# Stelvio Pass into Switzerland



## Fatalhud (Mar 3, 2006)

Hi All
Leaving tommorow for Switzerland 
planning to cut down through Austria then into Italy then Switzerland
The Question is 
Has anyone driven the Stelvio pass
If so is it ok for a 6.3 metre couchbuilt with 2.8jtd

The reason I ask is last year I wanted to do the Splugenpass but everyone I spoke to said it was to tight and narrow for a motorhome

Alan H


----------



## olley (May 1, 2005)

Hi Alan look at this and make your own mind up :lol: : 




about half way through theirs an overcab M/H parked at the side of the road, bit further on two come the other way.

Olley


----------



## Jede (Dec 7, 2007)

Hi , 

we are in Switzerland now looking at a very wet Mont Blanc from the opposite side of lake Geneva.

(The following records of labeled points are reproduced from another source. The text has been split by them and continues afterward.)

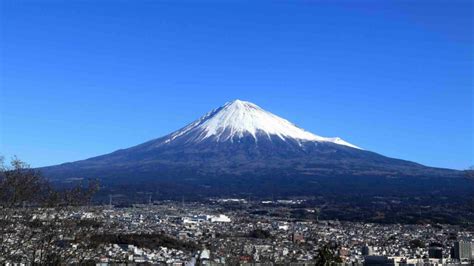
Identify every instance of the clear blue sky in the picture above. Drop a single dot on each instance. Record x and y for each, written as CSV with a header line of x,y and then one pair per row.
x,y
84,78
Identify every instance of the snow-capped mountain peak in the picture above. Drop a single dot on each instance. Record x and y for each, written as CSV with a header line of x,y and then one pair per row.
x,y
238,118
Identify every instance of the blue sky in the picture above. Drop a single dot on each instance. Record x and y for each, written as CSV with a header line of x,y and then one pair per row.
x,y
84,78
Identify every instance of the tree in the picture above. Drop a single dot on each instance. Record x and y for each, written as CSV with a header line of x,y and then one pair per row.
x,y
327,255
32,220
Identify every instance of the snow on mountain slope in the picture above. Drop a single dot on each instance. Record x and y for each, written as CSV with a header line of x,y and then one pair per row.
x,y
238,118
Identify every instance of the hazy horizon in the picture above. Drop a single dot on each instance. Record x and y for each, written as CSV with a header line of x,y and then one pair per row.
x,y
81,80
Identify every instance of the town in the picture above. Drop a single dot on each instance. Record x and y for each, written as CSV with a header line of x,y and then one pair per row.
x,y
232,231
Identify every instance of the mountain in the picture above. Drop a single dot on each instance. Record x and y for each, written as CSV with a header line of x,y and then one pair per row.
x,y
241,147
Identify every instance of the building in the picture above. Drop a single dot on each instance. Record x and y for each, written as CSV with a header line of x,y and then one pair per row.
x,y
462,250
435,252
367,251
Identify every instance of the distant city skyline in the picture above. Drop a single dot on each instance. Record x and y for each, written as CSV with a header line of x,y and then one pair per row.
x,y
80,79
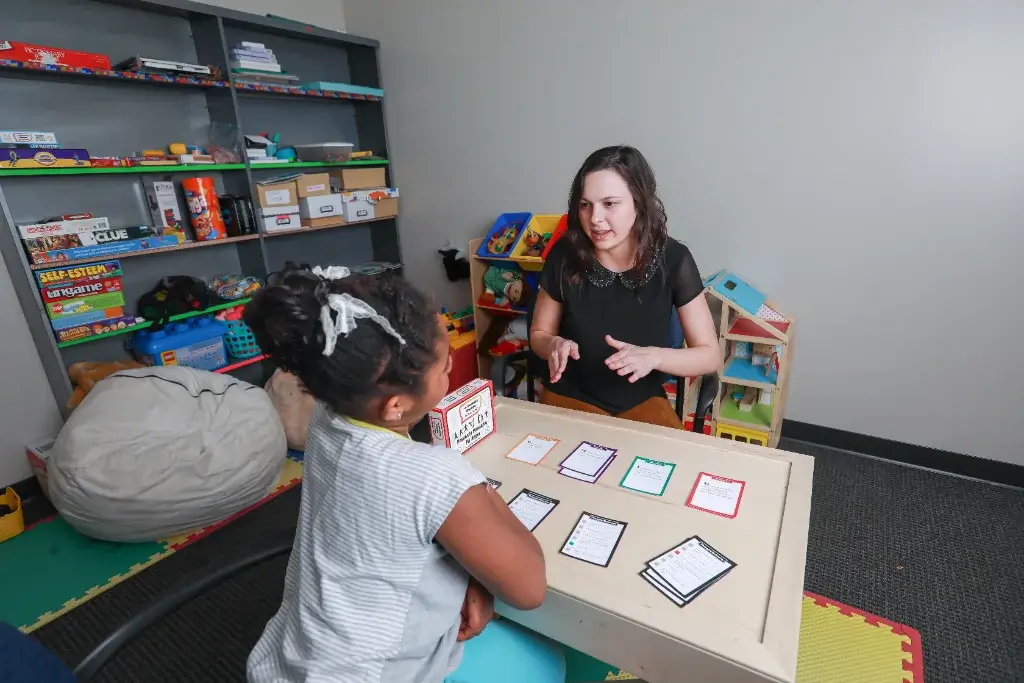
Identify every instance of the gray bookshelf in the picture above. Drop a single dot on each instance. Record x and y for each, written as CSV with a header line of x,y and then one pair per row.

I've ridden the Stelvio on a M/bike and it was fun. according to the CC book the Stelvio is " 3rd highest pass in the Alps, 40 to 50 acute hairpins either side, all well engineered, good surface, traffic often heavy, hairpin bends too acute for long vehicles. not reccomended for caravans". We have a 8.5 Flair and after riding it on the bike I would'nt attempt it in a large M/home.

John


----------



## Jede (Dec 7, 2007)

Looking at the clip you don't get a sense of teh steepness (12.5%) or how narrow those hairpins & tunnels are.Our friend did it in a 4x4 with a demountable on the back.

John


----------



## Fatalhud (Mar 3, 2006)

Thanks Olley
watched your link and a few more and saw plenty of motorhomes the same size as mine and bigger doing it

Stelvio it is then 

Alan H


----------



## Zebedee (Oct 3, 2007)

Hi Alan

We did it a lot of years ago in a Mini, and before the road was as good as it is now.

I loved it but we had to stop four times for Mrs Zeb to change her underwear. 8O 8O 

The video simply does not do it justice, but if you have the nerve it is an unforgettable experience.

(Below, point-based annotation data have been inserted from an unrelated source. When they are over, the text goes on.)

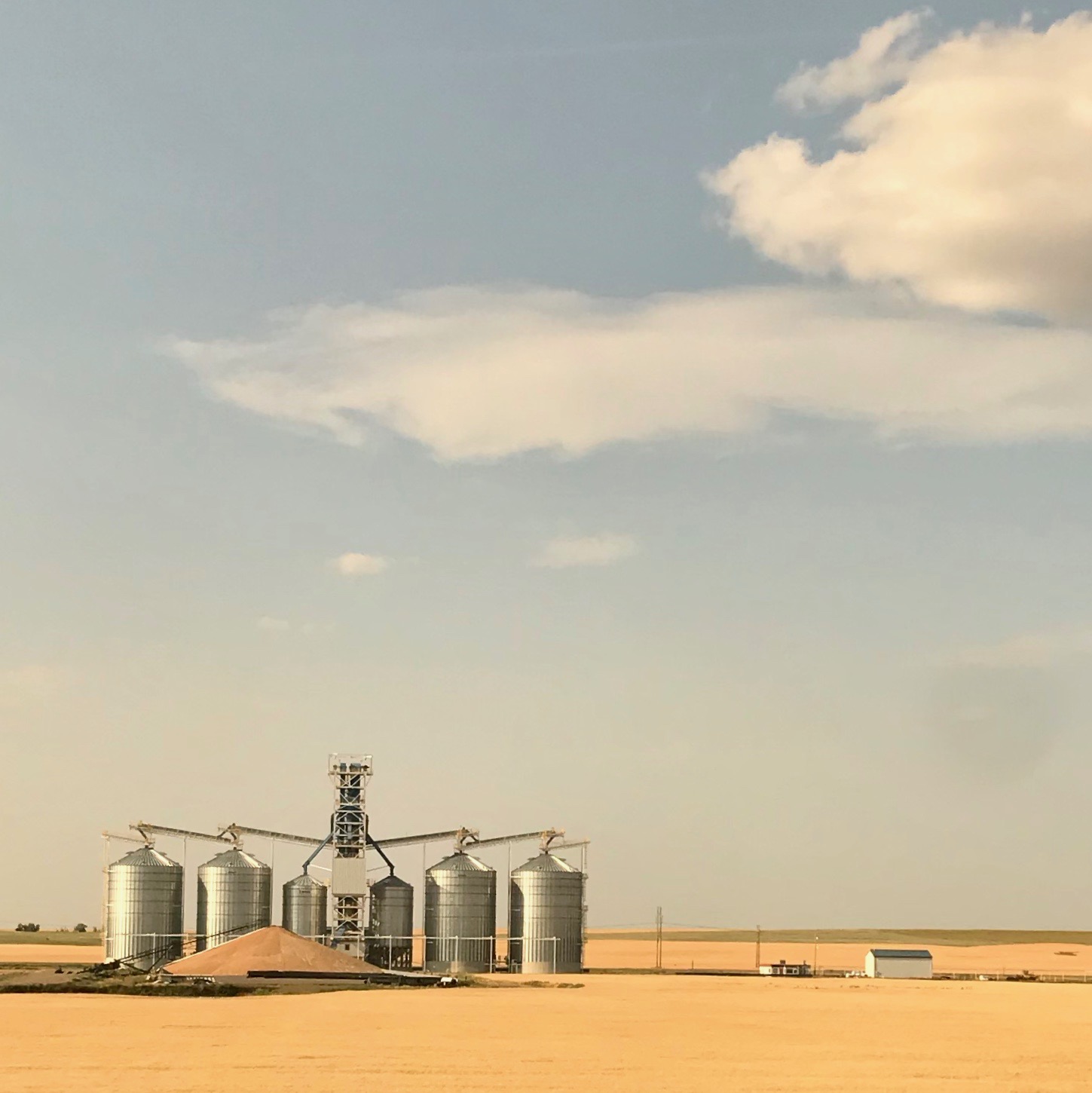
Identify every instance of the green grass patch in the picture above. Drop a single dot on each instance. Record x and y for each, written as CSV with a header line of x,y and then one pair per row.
x,y
50,938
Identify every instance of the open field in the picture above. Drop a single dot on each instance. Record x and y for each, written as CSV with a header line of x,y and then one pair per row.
x,y
987,951
618,1033
1050,959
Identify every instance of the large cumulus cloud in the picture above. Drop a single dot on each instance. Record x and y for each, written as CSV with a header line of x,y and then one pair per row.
x,y
971,182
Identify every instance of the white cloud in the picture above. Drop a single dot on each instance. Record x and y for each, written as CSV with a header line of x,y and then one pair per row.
x,y
483,374
564,553
882,58
971,184
272,626
359,565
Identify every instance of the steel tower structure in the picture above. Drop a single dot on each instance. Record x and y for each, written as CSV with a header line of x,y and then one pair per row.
x,y
349,838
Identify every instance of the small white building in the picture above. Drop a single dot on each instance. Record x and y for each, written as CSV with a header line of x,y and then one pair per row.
x,y
782,969
898,964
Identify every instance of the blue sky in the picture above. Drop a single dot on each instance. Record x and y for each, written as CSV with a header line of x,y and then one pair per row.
x,y
730,559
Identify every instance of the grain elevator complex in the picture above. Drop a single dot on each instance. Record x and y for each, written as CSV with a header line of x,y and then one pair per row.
x,y
337,902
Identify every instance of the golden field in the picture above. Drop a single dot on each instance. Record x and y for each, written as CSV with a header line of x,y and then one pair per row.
x,y
668,1034
1043,957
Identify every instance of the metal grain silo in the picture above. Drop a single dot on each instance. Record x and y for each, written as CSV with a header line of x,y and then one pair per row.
x,y
546,917
390,930
460,915
233,898
304,908
143,910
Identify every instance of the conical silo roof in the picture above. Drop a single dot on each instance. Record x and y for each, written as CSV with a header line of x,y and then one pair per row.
x,y
147,856
235,859
546,864
460,862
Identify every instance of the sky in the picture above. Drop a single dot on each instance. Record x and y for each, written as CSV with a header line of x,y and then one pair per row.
x,y
669,422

Best of luck - not sure I would do it nowadays in a M/H. :roll:


----------



## Tobysmumndad (Nov 12, 2007)

Well, we won't be attempting it, the reason being that the car trailer would be constantly braking all the way down, as would a caravan, of course. That, and the fact that Toby's Mum has a foot-wide yellow stripe up her back, exactly matching mine!

Two years ago we met a British couple who had taken their motorhome to the top of Mont Ventoux, as many do. On the way down, they had omitted to pull into a belvedere for half an hour or so, to admire the view, and let the brakes cool. Consequently, their vehicle was residing in a local garage, having the molten brakes rectified. Ouch!


----------